Real Bank Alert vs Account Takeover Impersonation Message
How to tell a genuine bank security alert from a fake message designed to trick you into handing over your credentials or authorising a payment.
Last reviewed: 1 June 2026
Banks do send fraud alerts — but fraudsters send near-identical fake messages at scale. The goal of a fake alert is to panic you into acting fast: clicking a link, calling a spoofed number, or approving a 'reverse' payment that actually sends money to the attacker.
Side-by-side comparison
| Genuine bank security alert | Account-takeover impersonation message | |
|---|---|---|
| Content of alert | Names a specific transaction, merchant, or amount that corresponds to something in your account history | References a vague 'suspicious payment' with no specific merchant, amount, or transaction ID |
| Action requested | Asks you to confirm or decline via your banking app or by calling the number on the back of your card | Asks you to click a link, call a specific number in the message, or approve a 'reversal payment' |
| One-time passcode use | OTP is sent only for actions you initiated in your banking app — never requested by your bank over the phone | Caller asks you to read out an OTP 'to verify your identity' or 'to cancel the fraudulent payment' |
| Reverse payment request | Banks never ask you to transfer money to a 'safe account' to protect it from fraud | Instructs you to move funds to a 'secure holding account' they control while they 'investigate' |
| Caller ID | Bank may call from its published number but will never object to you hanging up and calling back | Spoofs the bank number; insists you must not hang up or the fraud window will expire |
| Personal detail handling | Partial verification only — never your full password, PIN, or card number | Asks for full card number, PIN, memorable word, or internet banking password to 'verify you' |
Common red flags
- Asked to move money to a 'safe account'
- Caller insists you must not hang up
- Asked to read out an OTP the bank is sending
- Alert references a transaction with no specific details
- Caller asks for your full PIN or internet banking password
Verification steps
- Hang up and call the number on the back of your debit or credit card
- Never read an OTP to anyone who called you — your bank will never ask for this
- Check your banking app directly for any real transaction alerts
- Tell a trusted person if you receive an unexpected urgent bank call before taking any action
What not to do
- Do not move money to any account because a caller instructed you to
- Do not read out an OTP or one-time passcode to an incoming caller
- Do not provide your full PIN, password, or card number to anyone who called you
A safe response
Hang up and call your bank using the number printed on your card. A genuine fraud case will still be there when you call back — there is no legitimate reason to stay on a suspicious call.

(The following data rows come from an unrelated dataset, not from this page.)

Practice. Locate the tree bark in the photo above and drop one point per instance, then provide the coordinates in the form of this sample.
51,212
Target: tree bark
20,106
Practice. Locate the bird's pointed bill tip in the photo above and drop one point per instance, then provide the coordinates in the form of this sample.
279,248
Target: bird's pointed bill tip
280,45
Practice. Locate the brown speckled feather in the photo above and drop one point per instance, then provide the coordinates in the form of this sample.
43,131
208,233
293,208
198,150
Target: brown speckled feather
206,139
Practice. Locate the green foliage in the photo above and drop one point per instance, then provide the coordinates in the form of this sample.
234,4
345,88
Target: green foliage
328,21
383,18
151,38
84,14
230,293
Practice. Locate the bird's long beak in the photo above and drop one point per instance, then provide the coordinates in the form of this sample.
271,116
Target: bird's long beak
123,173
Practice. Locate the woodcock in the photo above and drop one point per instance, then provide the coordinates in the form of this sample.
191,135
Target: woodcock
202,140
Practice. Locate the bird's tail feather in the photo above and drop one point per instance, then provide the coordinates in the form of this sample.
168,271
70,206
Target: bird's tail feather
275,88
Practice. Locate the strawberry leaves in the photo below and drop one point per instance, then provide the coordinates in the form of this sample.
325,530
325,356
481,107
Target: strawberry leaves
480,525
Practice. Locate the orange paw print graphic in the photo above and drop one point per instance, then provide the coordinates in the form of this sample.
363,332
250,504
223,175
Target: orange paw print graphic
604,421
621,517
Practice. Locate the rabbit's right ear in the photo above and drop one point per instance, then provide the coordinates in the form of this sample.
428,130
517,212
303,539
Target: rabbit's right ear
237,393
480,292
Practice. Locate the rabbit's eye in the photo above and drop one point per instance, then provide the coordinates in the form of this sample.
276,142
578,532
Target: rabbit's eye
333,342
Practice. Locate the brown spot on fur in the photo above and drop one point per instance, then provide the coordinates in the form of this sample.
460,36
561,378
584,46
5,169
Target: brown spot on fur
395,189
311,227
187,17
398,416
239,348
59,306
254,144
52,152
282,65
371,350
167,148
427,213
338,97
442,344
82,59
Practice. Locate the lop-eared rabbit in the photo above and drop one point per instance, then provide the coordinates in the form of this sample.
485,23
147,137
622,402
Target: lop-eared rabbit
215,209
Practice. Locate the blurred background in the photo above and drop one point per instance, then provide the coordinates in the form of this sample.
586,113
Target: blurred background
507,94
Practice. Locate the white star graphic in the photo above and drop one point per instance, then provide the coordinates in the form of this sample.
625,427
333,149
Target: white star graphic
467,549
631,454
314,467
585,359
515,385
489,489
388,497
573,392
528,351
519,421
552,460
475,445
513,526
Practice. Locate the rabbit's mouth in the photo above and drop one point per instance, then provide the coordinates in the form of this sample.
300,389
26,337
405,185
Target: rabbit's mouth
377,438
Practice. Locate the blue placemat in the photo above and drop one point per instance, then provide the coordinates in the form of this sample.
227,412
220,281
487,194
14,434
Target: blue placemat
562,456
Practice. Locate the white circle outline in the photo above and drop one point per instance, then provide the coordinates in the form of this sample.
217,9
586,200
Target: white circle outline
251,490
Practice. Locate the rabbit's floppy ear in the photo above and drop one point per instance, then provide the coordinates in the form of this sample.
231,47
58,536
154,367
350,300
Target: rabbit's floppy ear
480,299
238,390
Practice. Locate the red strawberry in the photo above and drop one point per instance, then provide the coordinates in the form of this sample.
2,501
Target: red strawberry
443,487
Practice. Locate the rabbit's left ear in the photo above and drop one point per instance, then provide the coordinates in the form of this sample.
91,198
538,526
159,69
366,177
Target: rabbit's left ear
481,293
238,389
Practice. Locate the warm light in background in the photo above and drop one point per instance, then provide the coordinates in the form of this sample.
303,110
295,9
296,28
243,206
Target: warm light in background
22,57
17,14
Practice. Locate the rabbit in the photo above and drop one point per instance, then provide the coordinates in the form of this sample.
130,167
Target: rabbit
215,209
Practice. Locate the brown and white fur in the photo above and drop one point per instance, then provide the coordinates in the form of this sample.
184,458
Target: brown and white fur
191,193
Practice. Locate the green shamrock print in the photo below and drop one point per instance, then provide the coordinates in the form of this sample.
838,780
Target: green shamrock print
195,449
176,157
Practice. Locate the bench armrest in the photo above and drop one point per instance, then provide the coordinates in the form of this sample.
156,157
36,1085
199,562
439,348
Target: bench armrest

Frequently asked questions
Can scammers really fake my bank phone number?
Yes — telephone number spoofing is straightforward and cheap. Seeing your bank number on caller ID does not confirm the caller is your bank. Always hang up and call back on the number from your card.
What is a safe account scam?
A variation of bank impersonation where the caller tells you your account is compromised and instructs you to move funds to a 'safe account' they control. Banks never ask customers to do this.